As I sat there watching these bathing birds, my time was slow. I pondered its elasticity and how certain moments, however short in actuality, felt like an eternity. "Time isn't an orderly stream. Time isn't a placid lake recording each of our ripples. Time is viscous. Time is a massive flow. It is a self-healing substance, which is to say, almost everything will be lost. We're too slight, to inconsequntial, despite all of our thrashing and swimming and waving our arms about. Time is an ocean of inertia, drowning out the small vibrations, absorbing the slosh and churn, the foam and wash, and we're up here, flapping and slapping and just generally spazzing out, and sure, there's a little splashing on the surface, but that doesn't even register in the depths, in the powerful undercurrents miles below us, taking us wherever they are taking us." --Charles Yu, How to Live Safely in a Science Fictional Universe
Did you know that elephants are among some of the most intelligent mammals on earth? They have long memories and are often seen displaying signs of both joy and grief. We got a chance to watch them recently near Tarangire National Park with the #simbaportfolio. 🐘
Ant on acacia shoot. This photo reminds me of a conversation with my brother. Discussing why I like to write postcards. I remember telling him that it's about taking the time for people and things that truly matter and simplifying. Simplifying from the things that don't matter so that there is time and energy for the things that do. There is so much beauty and wonder in the world all around us. We just have to take the time to notice. Ultimately, I feel that happiness is not about getting what you want, it's more about wanting what you've got.

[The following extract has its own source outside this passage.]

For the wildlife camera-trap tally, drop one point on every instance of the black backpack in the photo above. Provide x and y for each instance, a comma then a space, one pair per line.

Superb starling in flight. These beautiful birds were so fast! Trying to track them mid flight and catching their bluish feathers and brown undercoat was hard to capture, yet totally worth it in the end.
Of all the visits I've had to Arusha, this one has been quite remarkable and nostalgic. I can't recall the last time I've laughed so hard that it brought me to tears. As trying as my relationship is with my family, I'm always inspired by my mother's optimism and hopefulness. She, in my mind is the embodiment of this part of Max Ehrmann's Desiderata: "... whatever your labors and aspirations, in the noisy confusion of life, keep peace in your soul. With all its sham, drudgery and broken dreams, it is still a beautiful world. Be cheerful. Strive to be happy." I'd like to think that I get some of those traits from her.